An RC counsellor needs knowledge of the theory, but the greatest tool a counsellor can have is a growing freedom from the rigidities that hamper his or her ability to be awarely there for another person and to respond spontaneously and appropriately.

Knowledge of the theory is also important for the client, enabling him or her to work effectively when it is his or her turn. In a session, both people work together as collaborating peers.

Through RC we are able to free ourselves from our rigidities by natural processes, including laughter, shaking, tears, and talking without interruption. Polio survivors have generally been strongly conditioned to manage our feelings without releasing them, and no good can come of trying to force release. The class would start off very simply, just by talking about ourselves and our lives while others listen awarely and without interruption. This process would deepen naturally as trust was built up, inhibitions dropped, and knowledge of the theory expanded and deepened through reading, thinking, and talking.
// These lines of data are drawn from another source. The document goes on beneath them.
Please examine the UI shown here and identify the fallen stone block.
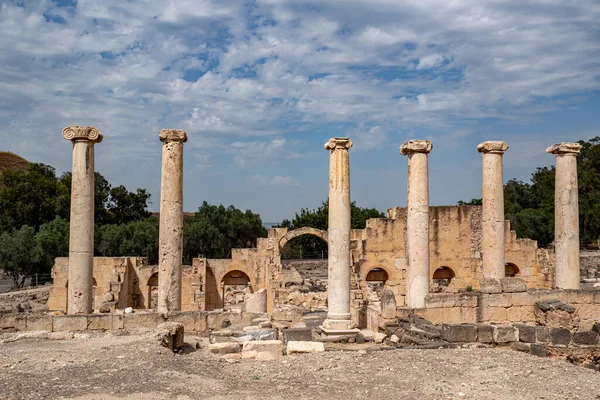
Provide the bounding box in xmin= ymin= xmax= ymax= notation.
xmin=550 ymin=328 xmax=571 ymax=346
xmin=477 ymin=324 xmax=494 ymax=343
xmin=156 ymin=322 xmax=184 ymax=351
xmin=479 ymin=278 xmax=502 ymax=293
xmin=286 ymin=342 xmax=325 ymax=354
xmin=530 ymin=343 xmax=548 ymax=357
xmin=500 ymin=278 xmax=527 ymax=293
xmin=516 ymin=325 xmax=537 ymax=343
xmin=281 ymin=328 xmax=312 ymax=343
xmin=242 ymin=340 xmax=283 ymax=361
xmin=442 ymin=324 xmax=477 ymax=343
xmin=572 ymin=331 xmax=599 ymax=346
xmin=494 ymin=325 xmax=519 ymax=343
xmin=208 ymin=342 xmax=242 ymax=354
xmin=511 ymin=342 xmax=531 ymax=353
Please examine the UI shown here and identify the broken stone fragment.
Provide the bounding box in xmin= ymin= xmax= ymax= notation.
xmin=156 ymin=322 xmax=184 ymax=351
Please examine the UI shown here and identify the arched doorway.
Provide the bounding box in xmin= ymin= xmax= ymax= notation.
xmin=146 ymin=272 xmax=158 ymax=310
xmin=365 ymin=267 xmax=389 ymax=303
xmin=431 ymin=266 xmax=456 ymax=293
xmin=221 ymin=270 xmax=252 ymax=310
xmin=504 ymin=263 xmax=521 ymax=277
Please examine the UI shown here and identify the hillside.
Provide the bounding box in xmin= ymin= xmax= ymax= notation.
xmin=0 ymin=151 xmax=29 ymax=172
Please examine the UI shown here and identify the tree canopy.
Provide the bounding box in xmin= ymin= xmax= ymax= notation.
xmin=458 ymin=137 xmax=600 ymax=247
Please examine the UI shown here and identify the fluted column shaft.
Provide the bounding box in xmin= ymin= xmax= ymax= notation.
xmin=323 ymin=138 xmax=352 ymax=330
xmin=63 ymin=126 xmax=102 ymax=314
xmin=477 ymin=141 xmax=508 ymax=280
xmin=546 ymin=142 xmax=581 ymax=289
xmin=400 ymin=140 xmax=433 ymax=308
xmin=157 ymin=129 xmax=187 ymax=314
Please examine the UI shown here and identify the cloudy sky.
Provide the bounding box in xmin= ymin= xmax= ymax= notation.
xmin=0 ymin=0 xmax=600 ymax=221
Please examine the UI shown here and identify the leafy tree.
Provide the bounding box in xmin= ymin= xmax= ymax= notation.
xmin=0 ymin=225 xmax=38 ymax=288
xmin=183 ymin=201 xmax=267 ymax=263
xmin=279 ymin=200 xmax=385 ymax=258
xmin=0 ymin=163 xmax=64 ymax=232
xmin=95 ymin=217 xmax=159 ymax=264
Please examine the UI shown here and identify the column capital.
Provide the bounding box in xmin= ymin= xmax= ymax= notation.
xmin=325 ymin=138 xmax=352 ymax=151
xmin=546 ymin=142 xmax=581 ymax=156
xmin=63 ymin=125 xmax=104 ymax=143
xmin=477 ymin=140 xmax=508 ymax=154
xmin=158 ymin=129 xmax=187 ymax=143
xmin=400 ymin=140 xmax=433 ymax=156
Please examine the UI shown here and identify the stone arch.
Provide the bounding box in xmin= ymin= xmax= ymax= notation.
xmin=220 ymin=269 xmax=254 ymax=309
xmin=431 ymin=265 xmax=456 ymax=292
xmin=279 ymin=226 xmax=328 ymax=251
xmin=504 ymin=263 xmax=521 ymax=277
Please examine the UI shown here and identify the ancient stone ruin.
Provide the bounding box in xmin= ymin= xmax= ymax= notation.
xmin=0 ymin=126 xmax=600 ymax=366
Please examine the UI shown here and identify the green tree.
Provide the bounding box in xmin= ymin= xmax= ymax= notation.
xmin=0 ymin=225 xmax=38 ymax=288
xmin=279 ymin=200 xmax=385 ymax=258
xmin=0 ymin=163 xmax=64 ymax=232
xmin=183 ymin=201 xmax=267 ymax=263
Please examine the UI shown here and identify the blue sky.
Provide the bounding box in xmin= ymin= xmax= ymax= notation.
xmin=0 ymin=0 xmax=600 ymax=221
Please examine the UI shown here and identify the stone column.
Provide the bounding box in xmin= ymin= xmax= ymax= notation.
xmin=157 ymin=129 xmax=187 ymax=314
xmin=477 ymin=141 xmax=508 ymax=285
xmin=62 ymin=126 xmax=102 ymax=314
xmin=546 ymin=142 xmax=581 ymax=289
xmin=322 ymin=138 xmax=353 ymax=334
xmin=400 ymin=140 xmax=433 ymax=308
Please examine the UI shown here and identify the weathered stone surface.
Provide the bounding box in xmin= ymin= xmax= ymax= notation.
xmin=242 ymin=340 xmax=283 ymax=361
xmin=208 ymin=342 xmax=242 ymax=354
xmin=323 ymin=138 xmax=353 ymax=330
xmin=550 ymin=328 xmax=571 ymax=346
xmin=546 ymin=142 xmax=581 ymax=289
xmin=400 ymin=140 xmax=433 ymax=308
xmin=516 ymin=325 xmax=537 ymax=343
xmin=477 ymin=141 xmax=508 ymax=282
xmin=52 ymin=315 xmax=87 ymax=332
xmin=442 ymin=324 xmax=477 ymax=343
xmin=500 ymin=278 xmax=527 ymax=293
xmin=477 ymin=324 xmax=494 ymax=343
xmin=494 ymin=325 xmax=519 ymax=343
xmin=535 ymin=326 xmax=550 ymax=343
xmin=572 ymin=331 xmax=599 ymax=346
xmin=530 ymin=343 xmax=548 ymax=357
xmin=281 ymin=328 xmax=312 ymax=343
xmin=156 ymin=321 xmax=184 ymax=351
xmin=479 ymin=278 xmax=502 ymax=293
xmin=286 ymin=341 xmax=325 ymax=355
xmin=27 ymin=314 xmax=52 ymax=332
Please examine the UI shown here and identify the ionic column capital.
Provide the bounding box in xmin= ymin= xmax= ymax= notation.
xmin=546 ymin=142 xmax=581 ymax=156
xmin=158 ymin=129 xmax=187 ymax=143
xmin=477 ymin=140 xmax=508 ymax=155
xmin=63 ymin=125 xmax=104 ymax=143
xmin=400 ymin=140 xmax=433 ymax=156
xmin=325 ymin=138 xmax=352 ymax=151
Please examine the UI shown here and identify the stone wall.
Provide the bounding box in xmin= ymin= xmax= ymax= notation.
xmin=410 ymin=290 xmax=600 ymax=330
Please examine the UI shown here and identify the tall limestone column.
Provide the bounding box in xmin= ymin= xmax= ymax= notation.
xmin=546 ymin=142 xmax=581 ymax=289
xmin=400 ymin=140 xmax=433 ymax=308
xmin=62 ymin=126 xmax=102 ymax=314
xmin=477 ymin=141 xmax=508 ymax=284
xmin=322 ymin=138 xmax=353 ymax=334
xmin=157 ymin=129 xmax=187 ymax=314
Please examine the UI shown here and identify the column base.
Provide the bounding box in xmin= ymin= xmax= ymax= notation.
xmin=319 ymin=319 xmax=360 ymax=337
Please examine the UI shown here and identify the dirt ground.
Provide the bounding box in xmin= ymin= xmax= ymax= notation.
xmin=0 ymin=334 xmax=600 ymax=400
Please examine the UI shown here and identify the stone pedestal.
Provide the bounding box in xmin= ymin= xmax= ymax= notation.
xmin=157 ymin=129 xmax=187 ymax=314
xmin=400 ymin=140 xmax=433 ymax=308
xmin=546 ymin=142 xmax=581 ymax=289
xmin=62 ymin=126 xmax=102 ymax=314
xmin=477 ymin=141 xmax=508 ymax=280
xmin=321 ymin=138 xmax=354 ymax=335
Being a Re-evaluation Counsellor does not mean keeping our attention focused on the difficult experiences of the past or the present. It does mean getting on with our lives with our attention on the goodness of people and the beauty in the world around us while having agreed-upon times to clear away the hurts of the past. If I receive a response to this article, I will present an introductory lecture after which people can make a decision as to whether or not they want to continue.